Fr. Irénée Hausherr SJ, an Alsatian Jesuit and a recognized scholar of Eastern Christian spirituality, was a pioneer in the 1920s and 1930s at the Pontifical Oriental Institute, contributing to the establishment of this field as an autonomous discipline. He explored key themes of asceticism and mysticism, with particular attention to prayer, spiritual fatherhood, and hesychasm in the Greek Fathers and Byzantine authors, dedicating his research to representative figures of the patristic tradition.

The present contribution offers a selection of texts from his diaries, written during the Second World War and the years immediately following. These pages reveal the concrete conditions of his life, marked by material deprivation, daily difficulties, health problems, and lack of books and study materials, together with experiences of misunderstanding and tensions in both pastoral and academic contexts.

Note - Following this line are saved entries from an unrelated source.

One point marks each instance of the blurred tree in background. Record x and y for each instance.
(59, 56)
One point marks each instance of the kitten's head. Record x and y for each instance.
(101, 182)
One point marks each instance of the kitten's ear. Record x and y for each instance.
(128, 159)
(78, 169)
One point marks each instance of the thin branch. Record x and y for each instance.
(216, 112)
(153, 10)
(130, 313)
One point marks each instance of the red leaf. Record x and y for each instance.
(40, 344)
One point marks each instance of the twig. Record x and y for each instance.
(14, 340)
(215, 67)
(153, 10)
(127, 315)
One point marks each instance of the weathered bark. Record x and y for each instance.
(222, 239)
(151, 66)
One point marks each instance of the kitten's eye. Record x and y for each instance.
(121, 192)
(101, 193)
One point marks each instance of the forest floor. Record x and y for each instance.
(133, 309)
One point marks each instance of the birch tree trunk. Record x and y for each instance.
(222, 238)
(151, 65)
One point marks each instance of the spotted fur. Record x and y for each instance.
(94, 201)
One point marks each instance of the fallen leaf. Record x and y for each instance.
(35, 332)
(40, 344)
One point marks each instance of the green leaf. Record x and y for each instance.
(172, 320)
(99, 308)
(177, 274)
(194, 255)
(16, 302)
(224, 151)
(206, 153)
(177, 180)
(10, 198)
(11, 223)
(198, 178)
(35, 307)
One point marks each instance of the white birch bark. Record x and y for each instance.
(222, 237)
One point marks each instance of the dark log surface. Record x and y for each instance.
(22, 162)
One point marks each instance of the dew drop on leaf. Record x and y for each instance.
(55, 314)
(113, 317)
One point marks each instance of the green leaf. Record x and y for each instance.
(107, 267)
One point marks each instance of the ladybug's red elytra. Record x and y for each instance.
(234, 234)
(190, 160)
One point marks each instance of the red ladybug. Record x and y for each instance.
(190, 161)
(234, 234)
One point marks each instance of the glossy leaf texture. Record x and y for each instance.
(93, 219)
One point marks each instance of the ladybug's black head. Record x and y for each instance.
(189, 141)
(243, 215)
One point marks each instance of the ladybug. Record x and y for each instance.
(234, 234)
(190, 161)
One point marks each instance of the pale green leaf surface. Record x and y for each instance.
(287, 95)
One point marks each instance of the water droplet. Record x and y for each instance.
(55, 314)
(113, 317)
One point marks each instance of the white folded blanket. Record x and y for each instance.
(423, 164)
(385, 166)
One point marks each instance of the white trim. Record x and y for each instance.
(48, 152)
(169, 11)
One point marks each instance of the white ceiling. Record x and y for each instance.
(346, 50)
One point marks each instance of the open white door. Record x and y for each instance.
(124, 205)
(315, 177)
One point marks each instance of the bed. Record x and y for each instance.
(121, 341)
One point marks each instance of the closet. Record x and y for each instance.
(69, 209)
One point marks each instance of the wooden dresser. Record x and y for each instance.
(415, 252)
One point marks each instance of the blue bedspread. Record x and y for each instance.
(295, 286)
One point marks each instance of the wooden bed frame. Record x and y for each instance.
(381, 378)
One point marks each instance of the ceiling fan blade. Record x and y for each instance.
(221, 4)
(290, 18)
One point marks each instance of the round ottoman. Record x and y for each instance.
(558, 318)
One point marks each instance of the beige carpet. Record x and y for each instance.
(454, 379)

Despite these circumstances, the notes show a constant inner attitude of gratitude, serenity, and trust in Providence. Physical and spiritual suffering becomes a place of maturation, while characteristic traits such as humility, obedience, and a progressive abandonment to God clearly emerge.

In continuity with the patristic tradition, the diaries testify to the profound unity between spiritual life and concrete experience, showing how in Hausherr theological reflection and personal experience are integrated into a coherent path of Christian life.